Huit petites voitures font face au test de comparaison. L’essence et le diesel, les deux, trois et quatre cylindres entrent en jeu. Une grande comparaison des concepts montre qui réussit le mieux à combiner force, culture et misère.
Nous vivons à une époque de révolutions. Ils postulent des virages énergétiques, couvrent le pays de panneaux solaires et pimentent les moulins à vent. La Mercedes Classe S avec clous à quatre cylindres, et même Porsche prévoit de planter la même chose dans ses glowers à moteur central. Où d’autre cela va-t-il nous mener ? Je ne sais pas, je ne sais pas. Nous préférons répondre à la question de savoir où la modernité des petites voitures nous a déjà conduits : vers une gamme colorée de concepts de moteurs. Des moteurs à essence trois cylindres aux turbocylindres, des moteurs diesel-étincelles trois cylindres aux hybrides populaires
Et seulement Fiat : ils traitent le Twinair à seulement deux cylindres, tout comme l’ancêtre du Cinquecento à l’époque. Boah, il ressemble presque au vieil homme, ils applaudissent quand l’un-tonner commence à grogner avec le jumeau de 85 chevaux. Certains pensent même que le son bestial vient de l’arrière. Mais comme pour les frères et sœurs à quatre cylindres, le moteur se trouve à l’avant, entre les roues motrices. Sinon, les choses sont bien différentes.
Statt par arbre à cames, il commande ses soupapes électro-hydrauliquement, permettant une plus grande liberté de calage. De plus, un turbocompresseur souffle jusqu’à 1,4 bar avant d’être comprimé à dix contre un. Le résultat est une expérience de conduite comprimée – mais seulement à partir de 3.000/min. Parmi eux, le pilote de la Fiat 500 Twinair ne doit pas faire tomber l’aiguille du tachymètre, sinon elle se fatigue, malgré le couple maximum à 1900 tr/min. Et cela donne encore plus de vie au stand à deux cylindres.
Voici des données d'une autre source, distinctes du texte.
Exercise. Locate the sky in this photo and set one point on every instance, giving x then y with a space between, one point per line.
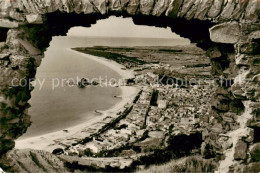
121 27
Energy-loaded, vibrant et grondant agressivement, il pousse le Twinair à quatre places de 1 028 kilogrammes en action. Dommage que sa boîte de vitesses à cinq rapports ne fonctionne pas avec plus de précision, alors le plaisir serait encore plus grand. Le plaisir à la station-service pourrait également être plus grand, malgré la fonction start / stop et le faible frottement interne. Le caractère vif du véhicule ne fait qu’empirer les choses : 6,2 litres aux 100 kilomètres. Le mode Eco, qui réduit la puissance à 58 ch et le couple de 145 à 100 Newton mètres, n’est pas non plus une solution. Alors la Fiat 500 Twinair a l’impression d’être étranglée.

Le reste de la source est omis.